On June 15, 1945, NBC Blue officially became the ABC Network, Winchell rolled on with a different emblem on his microphone. The Jergens Journal ran until December 26th 1948 when Winchell made the leap to Television. It was later renamed "The Woodbury Journal" for their new sponsor. His ABC television program was sponsored by Gruen Watches, and simulcast on ABC radio until 1955. He got into an argument with ABC executives and they canned him. He sued and went to the much smaller Mutual Network.

Winchell a rabid anti-communist had supported Senator Joe McCarthy [R]. Thought Winchell had turned on McCarthy at the end, it had left him stained somewhat and his career was in decline. The fight that would end his career was brewing. He and Jack Paar didn't get along. Paar had been on the Lucky Strike Program as well so they had crossed paths around 1931 only do so again in 1957. Paar had reemerged from Quiz-show exile to host the Tonight Show. Winchell gave Paar the treatment. He said that Paar was having marital problems. Paar denied it, but the fact is, Paar married and divorced the same woman twice. It wasn't a stretch. But Paar had a platform from which to fire back. He said that Winchell never voted (which was untrue) and that his column was "written by a fly." He called him a "silly old man" and went on to mock Winchell's high pitched voice. Ironically it was Paar who had to make a retraction. More here.
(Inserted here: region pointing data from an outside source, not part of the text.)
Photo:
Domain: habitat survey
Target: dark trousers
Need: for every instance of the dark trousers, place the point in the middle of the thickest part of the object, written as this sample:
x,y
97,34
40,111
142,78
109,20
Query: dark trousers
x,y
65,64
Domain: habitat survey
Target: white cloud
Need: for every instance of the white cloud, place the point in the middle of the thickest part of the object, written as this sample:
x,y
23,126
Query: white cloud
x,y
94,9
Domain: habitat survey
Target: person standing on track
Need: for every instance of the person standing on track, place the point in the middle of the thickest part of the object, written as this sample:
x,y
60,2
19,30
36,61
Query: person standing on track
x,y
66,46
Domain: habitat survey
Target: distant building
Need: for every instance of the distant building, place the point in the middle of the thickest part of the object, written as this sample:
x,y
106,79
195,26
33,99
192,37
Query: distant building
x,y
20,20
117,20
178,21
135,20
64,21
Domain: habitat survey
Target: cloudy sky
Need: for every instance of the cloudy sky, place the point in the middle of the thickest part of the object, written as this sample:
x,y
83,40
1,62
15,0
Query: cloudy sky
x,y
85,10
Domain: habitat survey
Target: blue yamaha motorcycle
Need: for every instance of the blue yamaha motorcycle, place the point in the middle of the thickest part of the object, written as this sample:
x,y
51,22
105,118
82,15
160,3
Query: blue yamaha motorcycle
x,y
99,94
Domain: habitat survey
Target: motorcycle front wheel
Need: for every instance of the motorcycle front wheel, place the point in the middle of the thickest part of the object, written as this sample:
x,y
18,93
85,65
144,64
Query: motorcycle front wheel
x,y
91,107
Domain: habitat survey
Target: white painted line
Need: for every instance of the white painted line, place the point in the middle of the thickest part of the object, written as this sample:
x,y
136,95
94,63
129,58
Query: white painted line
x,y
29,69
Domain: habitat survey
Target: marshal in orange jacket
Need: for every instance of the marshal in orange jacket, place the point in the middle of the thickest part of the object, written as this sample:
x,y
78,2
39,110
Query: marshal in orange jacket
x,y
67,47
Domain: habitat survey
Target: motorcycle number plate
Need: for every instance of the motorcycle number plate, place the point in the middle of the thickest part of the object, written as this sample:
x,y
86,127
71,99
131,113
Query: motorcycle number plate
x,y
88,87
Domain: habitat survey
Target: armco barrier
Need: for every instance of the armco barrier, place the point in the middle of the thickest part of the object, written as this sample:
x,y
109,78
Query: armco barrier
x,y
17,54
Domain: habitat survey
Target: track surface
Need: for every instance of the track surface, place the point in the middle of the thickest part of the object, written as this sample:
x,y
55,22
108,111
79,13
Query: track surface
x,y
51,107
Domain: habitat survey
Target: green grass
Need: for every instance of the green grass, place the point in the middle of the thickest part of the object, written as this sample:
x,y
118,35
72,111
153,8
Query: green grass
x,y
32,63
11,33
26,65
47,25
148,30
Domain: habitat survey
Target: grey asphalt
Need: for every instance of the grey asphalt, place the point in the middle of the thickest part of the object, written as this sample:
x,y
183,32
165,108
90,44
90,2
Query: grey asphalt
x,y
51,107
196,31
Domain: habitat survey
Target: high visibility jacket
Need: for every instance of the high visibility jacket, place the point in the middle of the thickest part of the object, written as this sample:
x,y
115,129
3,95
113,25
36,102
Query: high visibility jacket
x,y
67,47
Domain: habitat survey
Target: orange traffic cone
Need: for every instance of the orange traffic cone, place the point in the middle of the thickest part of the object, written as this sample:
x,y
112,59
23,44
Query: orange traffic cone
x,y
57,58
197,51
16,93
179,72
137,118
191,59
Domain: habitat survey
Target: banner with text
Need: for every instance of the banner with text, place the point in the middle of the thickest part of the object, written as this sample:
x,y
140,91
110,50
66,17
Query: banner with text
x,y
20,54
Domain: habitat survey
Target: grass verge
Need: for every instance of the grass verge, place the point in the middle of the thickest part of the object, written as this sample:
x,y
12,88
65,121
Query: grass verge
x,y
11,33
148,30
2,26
Paar kept up the pressure and in a series of attacks in 1959 he read passages from the book "The Secret Life of Walter Winchell." It was a hit piece written by Lyle Stewart that gave Winchell the treatment he'd given everyone else. At the same time Winchell's home base newspaper The New York Daily Mirror was floundering under a prolonged strike. The newspaper went under in 1962 and Winchell was cast adrift and to faded into obscurity. He retired from the Mutual Network in 1969.